Wir alle sind daran gewöhnt, geistige Arbeit als herausfordernd und befriedigend anzusehen. Was wird aber geschehen, wenn immer mehr Jobs durch Abstraktion, konzentrierte Aufmerksamkeit und Routine gekennzeichnet sind?

Ein Aspekt der Abstraktion betrifft die Unsichtbarkeit vieler Aspekte der Arbeit, wenn sie über den Computer geleistet wird. So stellte ein Schriftsetzer fest: „Früher sah ich die Zeile, sobald sie hergestellt war. Jetzt schreibe ich auf einem Terminal. Ich habe keine Ahnung, was eigentlich mit den Buchstaben passiert, wohin sie kommen. Ich weiß nicht, wie der Ausdruck ausschauen wird. Ich kenne nur den Ort, wo das Papier bedruckt wird."

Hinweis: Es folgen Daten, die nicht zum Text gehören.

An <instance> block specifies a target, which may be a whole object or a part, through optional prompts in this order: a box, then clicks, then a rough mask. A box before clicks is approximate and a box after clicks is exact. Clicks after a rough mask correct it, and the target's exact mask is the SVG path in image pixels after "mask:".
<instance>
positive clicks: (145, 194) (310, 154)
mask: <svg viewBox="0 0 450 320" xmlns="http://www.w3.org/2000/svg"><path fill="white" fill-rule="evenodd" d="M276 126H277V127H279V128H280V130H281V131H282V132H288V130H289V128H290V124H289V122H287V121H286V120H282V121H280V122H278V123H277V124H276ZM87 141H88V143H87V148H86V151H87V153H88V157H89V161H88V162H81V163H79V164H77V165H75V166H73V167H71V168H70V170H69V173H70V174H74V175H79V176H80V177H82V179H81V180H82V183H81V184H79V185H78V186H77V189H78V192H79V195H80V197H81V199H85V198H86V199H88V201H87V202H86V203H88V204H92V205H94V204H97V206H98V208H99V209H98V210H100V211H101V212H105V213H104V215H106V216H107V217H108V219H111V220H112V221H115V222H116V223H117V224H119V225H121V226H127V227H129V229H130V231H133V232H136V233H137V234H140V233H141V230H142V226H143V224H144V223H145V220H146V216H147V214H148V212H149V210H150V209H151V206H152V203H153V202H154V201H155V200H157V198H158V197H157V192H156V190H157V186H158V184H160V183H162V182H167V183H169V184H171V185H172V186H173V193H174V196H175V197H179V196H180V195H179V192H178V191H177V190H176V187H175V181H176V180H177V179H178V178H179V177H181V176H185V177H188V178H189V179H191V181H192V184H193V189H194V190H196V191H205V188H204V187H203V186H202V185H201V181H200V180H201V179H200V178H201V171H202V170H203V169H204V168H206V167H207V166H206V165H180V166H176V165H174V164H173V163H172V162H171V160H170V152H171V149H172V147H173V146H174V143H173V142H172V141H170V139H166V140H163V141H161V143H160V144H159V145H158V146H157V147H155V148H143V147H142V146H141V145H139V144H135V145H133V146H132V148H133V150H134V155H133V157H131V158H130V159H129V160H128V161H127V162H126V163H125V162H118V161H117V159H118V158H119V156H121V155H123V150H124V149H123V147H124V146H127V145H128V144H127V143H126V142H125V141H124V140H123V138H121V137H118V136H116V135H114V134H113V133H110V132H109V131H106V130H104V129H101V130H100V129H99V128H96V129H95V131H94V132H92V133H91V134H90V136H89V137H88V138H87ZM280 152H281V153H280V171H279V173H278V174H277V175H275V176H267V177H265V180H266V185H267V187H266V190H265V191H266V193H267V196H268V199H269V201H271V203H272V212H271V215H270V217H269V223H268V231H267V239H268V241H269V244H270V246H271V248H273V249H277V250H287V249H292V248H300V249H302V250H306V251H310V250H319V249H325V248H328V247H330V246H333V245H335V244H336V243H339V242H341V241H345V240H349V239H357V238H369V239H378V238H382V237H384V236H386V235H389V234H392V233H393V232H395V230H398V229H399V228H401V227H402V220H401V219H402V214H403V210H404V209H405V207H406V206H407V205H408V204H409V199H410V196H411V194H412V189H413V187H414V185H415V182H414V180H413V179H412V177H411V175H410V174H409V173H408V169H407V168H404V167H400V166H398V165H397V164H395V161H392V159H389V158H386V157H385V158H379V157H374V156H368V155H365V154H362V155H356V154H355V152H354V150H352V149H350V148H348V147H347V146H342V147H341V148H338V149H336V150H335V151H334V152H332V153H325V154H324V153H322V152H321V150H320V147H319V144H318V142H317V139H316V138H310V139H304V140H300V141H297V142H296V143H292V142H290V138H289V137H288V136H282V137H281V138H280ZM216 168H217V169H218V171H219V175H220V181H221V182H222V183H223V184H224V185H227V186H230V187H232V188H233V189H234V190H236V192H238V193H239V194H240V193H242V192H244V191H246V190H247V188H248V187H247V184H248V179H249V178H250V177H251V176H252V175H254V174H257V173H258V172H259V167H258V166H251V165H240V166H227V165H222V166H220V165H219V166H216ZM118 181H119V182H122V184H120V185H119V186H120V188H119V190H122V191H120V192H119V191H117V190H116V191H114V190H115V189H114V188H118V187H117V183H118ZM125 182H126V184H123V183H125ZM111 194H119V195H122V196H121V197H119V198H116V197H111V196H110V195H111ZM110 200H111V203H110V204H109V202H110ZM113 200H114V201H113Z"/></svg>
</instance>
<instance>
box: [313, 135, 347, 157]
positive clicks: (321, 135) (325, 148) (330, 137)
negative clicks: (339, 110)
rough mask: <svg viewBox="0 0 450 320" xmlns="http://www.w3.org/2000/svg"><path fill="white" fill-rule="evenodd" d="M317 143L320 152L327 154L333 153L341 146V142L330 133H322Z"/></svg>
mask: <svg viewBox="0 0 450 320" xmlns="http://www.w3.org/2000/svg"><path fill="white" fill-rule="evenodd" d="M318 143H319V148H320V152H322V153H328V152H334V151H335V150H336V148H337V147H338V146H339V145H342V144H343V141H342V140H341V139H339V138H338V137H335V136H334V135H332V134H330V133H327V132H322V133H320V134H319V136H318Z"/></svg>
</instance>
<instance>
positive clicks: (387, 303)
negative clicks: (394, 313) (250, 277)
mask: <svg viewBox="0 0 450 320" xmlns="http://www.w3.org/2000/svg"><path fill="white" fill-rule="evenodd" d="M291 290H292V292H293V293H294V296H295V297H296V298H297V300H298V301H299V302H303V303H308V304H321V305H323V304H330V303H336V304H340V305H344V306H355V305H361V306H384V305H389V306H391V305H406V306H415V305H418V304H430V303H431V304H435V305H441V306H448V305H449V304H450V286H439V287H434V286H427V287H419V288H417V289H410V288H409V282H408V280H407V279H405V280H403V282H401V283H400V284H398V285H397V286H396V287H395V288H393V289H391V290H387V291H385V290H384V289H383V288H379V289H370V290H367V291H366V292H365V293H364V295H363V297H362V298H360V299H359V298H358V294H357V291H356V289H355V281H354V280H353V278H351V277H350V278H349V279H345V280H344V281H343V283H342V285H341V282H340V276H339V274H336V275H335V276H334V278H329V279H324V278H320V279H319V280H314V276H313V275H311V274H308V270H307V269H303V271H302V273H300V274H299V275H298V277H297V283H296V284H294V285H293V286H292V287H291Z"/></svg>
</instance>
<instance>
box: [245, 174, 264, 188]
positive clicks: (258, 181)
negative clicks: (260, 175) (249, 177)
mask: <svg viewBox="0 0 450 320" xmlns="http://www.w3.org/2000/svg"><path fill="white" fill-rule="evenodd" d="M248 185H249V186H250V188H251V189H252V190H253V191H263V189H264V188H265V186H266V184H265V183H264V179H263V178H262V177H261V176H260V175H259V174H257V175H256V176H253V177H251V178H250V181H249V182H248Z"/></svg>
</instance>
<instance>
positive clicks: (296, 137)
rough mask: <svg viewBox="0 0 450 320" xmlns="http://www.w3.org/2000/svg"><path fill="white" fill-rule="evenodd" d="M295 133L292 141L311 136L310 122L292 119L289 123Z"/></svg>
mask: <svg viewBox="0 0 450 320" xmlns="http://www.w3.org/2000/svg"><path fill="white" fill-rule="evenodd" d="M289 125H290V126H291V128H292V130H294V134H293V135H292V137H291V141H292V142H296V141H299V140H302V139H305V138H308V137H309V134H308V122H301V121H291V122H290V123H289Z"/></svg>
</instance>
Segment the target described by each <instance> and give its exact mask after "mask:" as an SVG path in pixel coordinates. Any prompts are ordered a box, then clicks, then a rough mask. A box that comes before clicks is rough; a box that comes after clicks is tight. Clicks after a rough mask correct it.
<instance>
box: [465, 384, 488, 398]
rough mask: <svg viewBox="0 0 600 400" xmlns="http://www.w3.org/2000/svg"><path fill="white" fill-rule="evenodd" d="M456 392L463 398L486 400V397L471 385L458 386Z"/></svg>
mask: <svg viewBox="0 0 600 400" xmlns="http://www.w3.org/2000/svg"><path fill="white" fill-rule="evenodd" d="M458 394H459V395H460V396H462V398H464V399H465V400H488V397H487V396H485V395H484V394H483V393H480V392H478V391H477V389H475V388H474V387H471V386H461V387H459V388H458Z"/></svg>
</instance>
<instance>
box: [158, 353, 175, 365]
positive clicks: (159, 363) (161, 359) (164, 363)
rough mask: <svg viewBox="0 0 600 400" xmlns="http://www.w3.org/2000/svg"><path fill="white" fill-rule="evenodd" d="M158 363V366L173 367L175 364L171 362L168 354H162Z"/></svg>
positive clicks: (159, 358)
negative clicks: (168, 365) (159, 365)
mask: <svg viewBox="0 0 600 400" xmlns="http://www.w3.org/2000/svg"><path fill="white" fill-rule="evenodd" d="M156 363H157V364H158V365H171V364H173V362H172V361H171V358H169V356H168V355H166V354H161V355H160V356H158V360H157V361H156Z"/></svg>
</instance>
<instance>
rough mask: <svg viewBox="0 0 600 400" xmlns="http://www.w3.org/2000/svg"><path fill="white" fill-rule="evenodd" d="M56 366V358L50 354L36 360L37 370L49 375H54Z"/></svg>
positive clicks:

Eine Folge der Unsichtbarkeit der Arbeit ist die Unmöglichkeit, sie anzugreifen. So überwachen Krankenschwestern jetzt auf Terminals Informationen über ihre Patienten, statt diese zu besuchen; so kommen Druckereiarbeiter nicht mehr mit Druckplatten in Berührung. Bedenken wir aber, daß der Mensch an die Verwendung von Werkzeugen ebenso gewöhnt ist wie daran, durch Berührung mit der Umwelt in Kontakt zu treten und so auf sie einzuwirken, dann wird erst deutlich, welche mögliche Bedeutung diesem Wandel zur Unberührbarkeit der computer-vermittelten Arbeit zukommen wird.

Die Bedeutung der Arbeit für den Mehschen wird einfach verdünnt, sie wird weniger zugänglich. Wird die Arbeit für den Menschen an Bedeutung verlieren, wenn sie zunehmend diesem Verdünnungseffekt unterworfen wird?

Auszug aus Dialogue 2/83, übersetzt von Christof Gaspari.